Journey to the Center of the Earth Study Guide

Jules Verne’s Journey to the Center of the Earth is one of its author’s most beloved works. Engaging the themes of space and time, geology, travel, and discovery, it is a fantastic fusion of science and adventure. This book is part of the series of novels titled Voyages Extraordinaires, which also includes Verne's classics Around the World in Eighty Days (1873) and Twenty Thousand Leagues under the Sea (1870).

Not much is known about the origins of the book. An early manuscript exists but remains in private hands, and there are no proofs. Verne's writing took place most likely between January and August of 1864. Unlike Verne’s other works, Journey underwent a few revisions after its initial publication. In particular, significant portions of chapters 37-39 were added to the 1867 large-octavo edition to account for changes in the field of prehistory that occurred around 1865.

Among Verne's sources and influences for the Journey were Dante’s Inferno, Icelandic legends, Chateaubriand, Baudelaire, Virgil, E.T.A. Hoffmann, Edgar Allan Poe, Alexandre Dumas, and Georges Sand. Some scholars have pointed to disturbing textual similarities with Sands’ “Laura: Voyage dans le cristal” (Jan. 1864); Verne was also accused of plagiarism by a writer named Leon Delmas, who had written “La Tete de Mimers” under a pseudonym in September 1863 (though Verne won the suit). Beyond relying on these varied literary influences, Verne consulted many scientific texts for this novel as well.

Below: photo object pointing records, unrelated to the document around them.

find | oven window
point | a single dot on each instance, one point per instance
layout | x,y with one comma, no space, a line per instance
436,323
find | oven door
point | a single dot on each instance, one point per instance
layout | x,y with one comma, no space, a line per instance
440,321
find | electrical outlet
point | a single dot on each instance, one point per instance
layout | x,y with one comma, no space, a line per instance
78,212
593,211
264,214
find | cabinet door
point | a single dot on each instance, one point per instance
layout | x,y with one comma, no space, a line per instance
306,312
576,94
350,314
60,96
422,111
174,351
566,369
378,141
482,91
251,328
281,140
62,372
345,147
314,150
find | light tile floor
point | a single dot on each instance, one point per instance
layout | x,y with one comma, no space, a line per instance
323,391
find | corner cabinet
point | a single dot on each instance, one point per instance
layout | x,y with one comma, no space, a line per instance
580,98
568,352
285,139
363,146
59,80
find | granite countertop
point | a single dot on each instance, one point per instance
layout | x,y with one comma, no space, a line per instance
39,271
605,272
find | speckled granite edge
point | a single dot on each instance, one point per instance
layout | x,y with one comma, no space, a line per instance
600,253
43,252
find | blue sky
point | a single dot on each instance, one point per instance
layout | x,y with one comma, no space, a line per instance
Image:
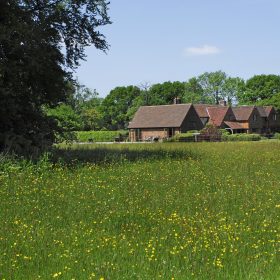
156,41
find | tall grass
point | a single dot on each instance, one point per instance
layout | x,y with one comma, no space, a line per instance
159,211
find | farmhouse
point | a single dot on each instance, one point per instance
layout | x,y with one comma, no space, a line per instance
163,121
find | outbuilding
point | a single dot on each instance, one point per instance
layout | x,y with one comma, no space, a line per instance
163,121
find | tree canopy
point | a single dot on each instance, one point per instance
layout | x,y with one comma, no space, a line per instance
41,43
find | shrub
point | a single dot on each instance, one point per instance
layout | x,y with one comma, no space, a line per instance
276,136
241,137
101,136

Journey to the Center of the Earth was Verne’s first critical success and has been translated over ten times. (The 1871 translation has been largely excoriated by critics for changing the names of characters and making Lidenbrock and Axel Scottish.) Verne saw the work as serving a didactic purpose—to inform readers about geology and mineralogy. His narrative also references the fields of paleontology, aeronautics, and astronomy. At the time of the novel’s publication, scientists had only explored about fifteen kilometers below the Earth’s surface.

There have been several adaptations of Verne's novel in film, theater, and television. A thrill ride based on book can even be found in the Mysterious Island section of Tokyo DisneySea. Video games, radio adaptations, and a comic that demonstrate the influence of the text have also been produced.